While it marks Mor's first project with Spears, this is not the first collaboration for Spears and will.i.am, who previously worked together on the 2011 Femme Fatale track "Big Fat Bass." "They definitely have like a brother/sister kind of camaraderie," Mor said. "You can tell they're comfortable around each other. ... Completely friendly, just completely natural. They were just sweet, effortless."
Brit, in her body-hugging, midriff-baring getup, stands as one of the most intriguing images in the video, but Mor broke down a few of the other eye-catching sequences in the clip. Mor said the clip "was essentially trying to reduce what the song is about to symbols. And that's what it was ... just really keeping it clean and iconic."
Fans were treated to multiple Brits and wills in the clip, in the form of computer-generated clones. That image, Mor said, was picked to vibe with the futuristic theme. "Again, I think when I decided on the style, I knew it was going to be sleek, minimalist. I knew it was going to have a white environment, a black environment, and I knew that I was going to a fashion kind of world, so it's almost like a moving fashion spread. Making them multiple matched the beat and visually popped. It's just a stylist choice. It didn't take too much brains to figure out it looked fresh," he said, adding, "What's better than 10 Britneys, you know?"

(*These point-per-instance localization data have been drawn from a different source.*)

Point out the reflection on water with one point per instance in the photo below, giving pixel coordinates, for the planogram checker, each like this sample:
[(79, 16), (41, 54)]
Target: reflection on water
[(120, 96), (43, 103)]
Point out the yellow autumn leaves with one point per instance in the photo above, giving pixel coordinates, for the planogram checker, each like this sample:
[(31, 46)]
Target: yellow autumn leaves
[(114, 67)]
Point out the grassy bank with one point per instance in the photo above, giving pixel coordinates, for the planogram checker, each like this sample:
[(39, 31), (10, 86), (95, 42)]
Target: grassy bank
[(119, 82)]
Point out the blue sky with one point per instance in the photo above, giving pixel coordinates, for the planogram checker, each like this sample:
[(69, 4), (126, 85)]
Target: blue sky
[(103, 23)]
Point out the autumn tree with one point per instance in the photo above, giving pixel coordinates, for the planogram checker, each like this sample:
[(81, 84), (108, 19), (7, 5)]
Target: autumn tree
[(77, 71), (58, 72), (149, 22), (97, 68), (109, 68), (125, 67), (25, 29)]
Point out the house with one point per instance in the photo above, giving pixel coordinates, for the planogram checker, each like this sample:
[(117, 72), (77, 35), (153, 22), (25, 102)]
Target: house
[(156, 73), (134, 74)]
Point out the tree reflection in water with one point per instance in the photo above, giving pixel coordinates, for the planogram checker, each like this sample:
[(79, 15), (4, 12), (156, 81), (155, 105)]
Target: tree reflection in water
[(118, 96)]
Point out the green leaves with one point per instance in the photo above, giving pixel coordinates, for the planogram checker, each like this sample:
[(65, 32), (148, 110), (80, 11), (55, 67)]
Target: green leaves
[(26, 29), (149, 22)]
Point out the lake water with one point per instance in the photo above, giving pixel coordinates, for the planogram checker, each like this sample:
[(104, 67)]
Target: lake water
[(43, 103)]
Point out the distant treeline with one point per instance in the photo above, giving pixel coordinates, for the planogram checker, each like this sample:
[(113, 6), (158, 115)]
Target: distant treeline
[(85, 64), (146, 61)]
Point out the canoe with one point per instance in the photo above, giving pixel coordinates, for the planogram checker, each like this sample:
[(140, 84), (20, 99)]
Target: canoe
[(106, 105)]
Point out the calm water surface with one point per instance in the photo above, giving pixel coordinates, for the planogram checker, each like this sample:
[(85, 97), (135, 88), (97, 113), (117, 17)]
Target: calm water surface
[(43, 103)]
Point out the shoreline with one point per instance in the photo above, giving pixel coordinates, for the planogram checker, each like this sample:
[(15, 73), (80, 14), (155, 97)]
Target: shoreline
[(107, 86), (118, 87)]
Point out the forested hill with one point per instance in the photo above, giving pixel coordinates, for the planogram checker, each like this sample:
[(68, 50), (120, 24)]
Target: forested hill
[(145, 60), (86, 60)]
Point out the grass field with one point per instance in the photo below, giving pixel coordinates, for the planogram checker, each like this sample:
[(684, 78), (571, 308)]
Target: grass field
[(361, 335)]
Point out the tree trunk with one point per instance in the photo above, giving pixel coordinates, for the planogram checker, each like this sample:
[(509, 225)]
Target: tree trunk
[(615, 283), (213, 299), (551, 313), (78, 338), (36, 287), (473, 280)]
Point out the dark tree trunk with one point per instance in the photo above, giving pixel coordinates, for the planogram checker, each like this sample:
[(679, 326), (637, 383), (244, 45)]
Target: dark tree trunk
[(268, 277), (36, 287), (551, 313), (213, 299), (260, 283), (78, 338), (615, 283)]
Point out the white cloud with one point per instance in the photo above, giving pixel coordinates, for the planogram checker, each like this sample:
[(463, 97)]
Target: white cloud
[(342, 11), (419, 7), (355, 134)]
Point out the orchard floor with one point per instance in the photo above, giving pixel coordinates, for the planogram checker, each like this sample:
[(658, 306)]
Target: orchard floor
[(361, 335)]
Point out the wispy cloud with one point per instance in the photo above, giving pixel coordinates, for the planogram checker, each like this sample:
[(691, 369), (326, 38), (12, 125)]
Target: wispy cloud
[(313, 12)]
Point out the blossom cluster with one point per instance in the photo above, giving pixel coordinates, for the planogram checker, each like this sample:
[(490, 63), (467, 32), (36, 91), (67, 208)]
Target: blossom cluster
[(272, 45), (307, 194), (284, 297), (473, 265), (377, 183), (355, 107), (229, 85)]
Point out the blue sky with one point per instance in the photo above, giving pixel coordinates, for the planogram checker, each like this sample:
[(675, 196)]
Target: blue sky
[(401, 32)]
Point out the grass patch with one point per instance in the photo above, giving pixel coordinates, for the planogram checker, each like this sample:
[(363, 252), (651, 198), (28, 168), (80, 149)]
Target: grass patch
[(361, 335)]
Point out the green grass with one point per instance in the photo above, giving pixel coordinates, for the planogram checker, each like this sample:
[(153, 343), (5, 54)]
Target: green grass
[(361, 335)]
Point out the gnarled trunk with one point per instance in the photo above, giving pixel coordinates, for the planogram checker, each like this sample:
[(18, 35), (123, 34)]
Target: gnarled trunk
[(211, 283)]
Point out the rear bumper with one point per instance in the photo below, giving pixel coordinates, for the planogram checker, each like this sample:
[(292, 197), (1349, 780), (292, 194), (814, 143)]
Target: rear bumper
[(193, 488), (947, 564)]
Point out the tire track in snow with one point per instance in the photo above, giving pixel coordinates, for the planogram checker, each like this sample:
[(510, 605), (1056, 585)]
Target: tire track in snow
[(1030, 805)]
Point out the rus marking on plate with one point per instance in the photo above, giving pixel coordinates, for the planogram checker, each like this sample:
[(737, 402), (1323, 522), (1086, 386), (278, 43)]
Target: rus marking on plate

Then there is the equally unforgettable scene of will and his clique, mounted on the wall like hunted animals. "There's no deep meaning to any of it. It certainly wasn't trying to produce any narrative," he said. "So to me it was just about, you know, every scene is like a photo. I just liked it, I liked seeing the human heads, and I liked seeing the gold chains off of the plaques and then making it scroll. And then it was an awesome way to introduce characters, some friends of will ... so that it wasn't just about them."
Mor added: "It was about trying to show some youth culture. To us, we both like what's going on with all the GIF madness. GIFs are kind of like the new photos. The whole video is like hundreds of GIFs put together, if you will."
Then there is also the constant repeating image of the golden disco balls in flames. His reason for including that image was pretty simple: "I got the image in my head like I wanted to see a disco ball on fire."